Anger at police failures in the investigation into the racist murder of the Afro-Caribbean teenager Stephen Lawrence in 1993, and then the death of a young black man in police custody in 1995, resulted in more riots in Brixton. The report into the Stephen Lawrence case, published in 2000, accused the police of being 'institutionally racist'. The police were included in the public services covered by the 2000 Race Relations Act, and the Independent Police Complaints Commission replaced the Police Complaints Authority in 2004. The 2000 Race Relations Act also requires public authorities to actively promote equality of opportunity and the elimination of racial discrimination. Greater attempts have been made to recruit more black and ethnic minority members into the police. But further riots took place in Brixton in 2001 following the fatal shooting of an Afro-Caribbean man by police.


Current issues


Afro-Caribbeans are represented in all walks of life in the UK and have made major contributions to the arts and sport. There are highly placed politicians from the community, but generally it is under-represented in politics. There are several high-profile TV news presenters and journalists from the community.

However, in the inner cities, many are trapped in a cycle of poverty with lower than average levels of educational achievement, which lower employment prospects and ability to escape poverty. There is discrimination in employment and housing. Unemployment levels are relatively high.

According to a Home Office survey, black African and Caribbean people are six times more likely to be stopped and searched by the police, three times more likely to be arrested and seven times more likely to be imprisoned, although they are not more likely to commit crimes than white people.
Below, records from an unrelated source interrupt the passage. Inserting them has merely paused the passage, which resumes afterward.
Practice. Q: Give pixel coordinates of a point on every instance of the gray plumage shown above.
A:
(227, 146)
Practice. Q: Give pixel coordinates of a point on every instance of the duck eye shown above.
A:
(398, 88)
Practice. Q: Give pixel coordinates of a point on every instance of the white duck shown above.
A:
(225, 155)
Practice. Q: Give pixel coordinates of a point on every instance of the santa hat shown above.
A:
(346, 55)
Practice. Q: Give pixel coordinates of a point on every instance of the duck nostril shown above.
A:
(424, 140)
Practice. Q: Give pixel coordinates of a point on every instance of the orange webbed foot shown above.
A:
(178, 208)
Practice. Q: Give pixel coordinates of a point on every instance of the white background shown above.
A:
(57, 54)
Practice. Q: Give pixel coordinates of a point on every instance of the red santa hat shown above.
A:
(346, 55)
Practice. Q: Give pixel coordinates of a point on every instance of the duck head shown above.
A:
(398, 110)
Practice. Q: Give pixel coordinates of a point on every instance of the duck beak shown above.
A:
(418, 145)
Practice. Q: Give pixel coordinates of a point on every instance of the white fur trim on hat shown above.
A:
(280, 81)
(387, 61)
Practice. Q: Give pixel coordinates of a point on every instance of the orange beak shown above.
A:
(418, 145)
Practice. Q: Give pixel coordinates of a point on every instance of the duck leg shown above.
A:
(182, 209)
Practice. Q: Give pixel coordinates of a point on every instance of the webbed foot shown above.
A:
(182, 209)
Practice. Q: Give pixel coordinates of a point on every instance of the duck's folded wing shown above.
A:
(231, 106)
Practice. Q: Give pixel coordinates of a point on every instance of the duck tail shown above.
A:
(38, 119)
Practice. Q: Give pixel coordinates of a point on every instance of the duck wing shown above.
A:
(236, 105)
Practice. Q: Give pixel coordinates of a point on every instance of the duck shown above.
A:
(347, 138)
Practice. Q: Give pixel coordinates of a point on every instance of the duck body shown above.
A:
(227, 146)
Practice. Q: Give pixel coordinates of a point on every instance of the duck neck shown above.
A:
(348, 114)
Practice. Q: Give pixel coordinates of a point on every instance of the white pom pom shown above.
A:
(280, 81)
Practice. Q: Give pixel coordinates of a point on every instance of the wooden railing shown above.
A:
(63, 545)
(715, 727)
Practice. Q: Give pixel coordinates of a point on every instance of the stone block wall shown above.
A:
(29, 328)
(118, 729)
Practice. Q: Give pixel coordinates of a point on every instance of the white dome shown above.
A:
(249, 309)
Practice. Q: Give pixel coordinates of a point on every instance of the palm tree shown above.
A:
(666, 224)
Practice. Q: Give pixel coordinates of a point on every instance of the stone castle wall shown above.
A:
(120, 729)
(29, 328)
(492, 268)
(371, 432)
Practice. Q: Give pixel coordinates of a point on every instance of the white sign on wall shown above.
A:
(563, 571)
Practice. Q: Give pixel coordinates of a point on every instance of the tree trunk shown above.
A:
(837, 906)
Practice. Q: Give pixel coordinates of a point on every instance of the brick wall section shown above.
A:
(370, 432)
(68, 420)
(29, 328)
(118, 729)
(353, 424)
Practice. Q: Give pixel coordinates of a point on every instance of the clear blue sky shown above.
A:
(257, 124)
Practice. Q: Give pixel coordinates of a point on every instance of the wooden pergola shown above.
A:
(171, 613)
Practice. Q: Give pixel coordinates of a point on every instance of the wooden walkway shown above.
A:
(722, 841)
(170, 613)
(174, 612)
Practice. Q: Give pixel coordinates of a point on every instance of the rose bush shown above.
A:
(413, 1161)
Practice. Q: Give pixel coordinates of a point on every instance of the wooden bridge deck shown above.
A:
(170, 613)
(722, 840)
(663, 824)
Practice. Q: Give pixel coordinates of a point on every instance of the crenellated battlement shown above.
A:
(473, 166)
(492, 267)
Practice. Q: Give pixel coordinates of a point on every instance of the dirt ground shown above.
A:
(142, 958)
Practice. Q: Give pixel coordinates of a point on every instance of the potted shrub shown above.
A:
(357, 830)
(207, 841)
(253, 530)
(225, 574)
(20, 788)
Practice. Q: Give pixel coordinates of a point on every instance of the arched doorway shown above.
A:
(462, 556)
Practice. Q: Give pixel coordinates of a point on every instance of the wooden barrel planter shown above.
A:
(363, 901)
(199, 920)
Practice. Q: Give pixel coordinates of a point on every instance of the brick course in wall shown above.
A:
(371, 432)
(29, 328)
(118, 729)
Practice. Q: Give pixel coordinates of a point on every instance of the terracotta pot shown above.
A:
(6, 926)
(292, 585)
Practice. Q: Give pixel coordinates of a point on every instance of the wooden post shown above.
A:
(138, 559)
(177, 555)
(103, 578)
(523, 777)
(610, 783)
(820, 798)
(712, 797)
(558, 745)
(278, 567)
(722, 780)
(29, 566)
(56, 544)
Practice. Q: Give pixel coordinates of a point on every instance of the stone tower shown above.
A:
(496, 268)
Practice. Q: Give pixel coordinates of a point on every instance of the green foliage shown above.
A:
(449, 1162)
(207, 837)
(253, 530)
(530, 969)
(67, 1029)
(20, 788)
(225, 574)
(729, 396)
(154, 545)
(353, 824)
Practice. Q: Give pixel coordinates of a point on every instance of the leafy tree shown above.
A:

In a 2002 factsheet, Mind, the mental health association, noted that police are more likely to detain black than white people under the provisions of the 1983 Mental Health Act and that 'Black people are heavily over-represented among people admitted to psychiatric wards on compulsory orders of the Mental Health Act'. Black people were also more likely to be treated with drugs and not to receive counselling or psychotherapy.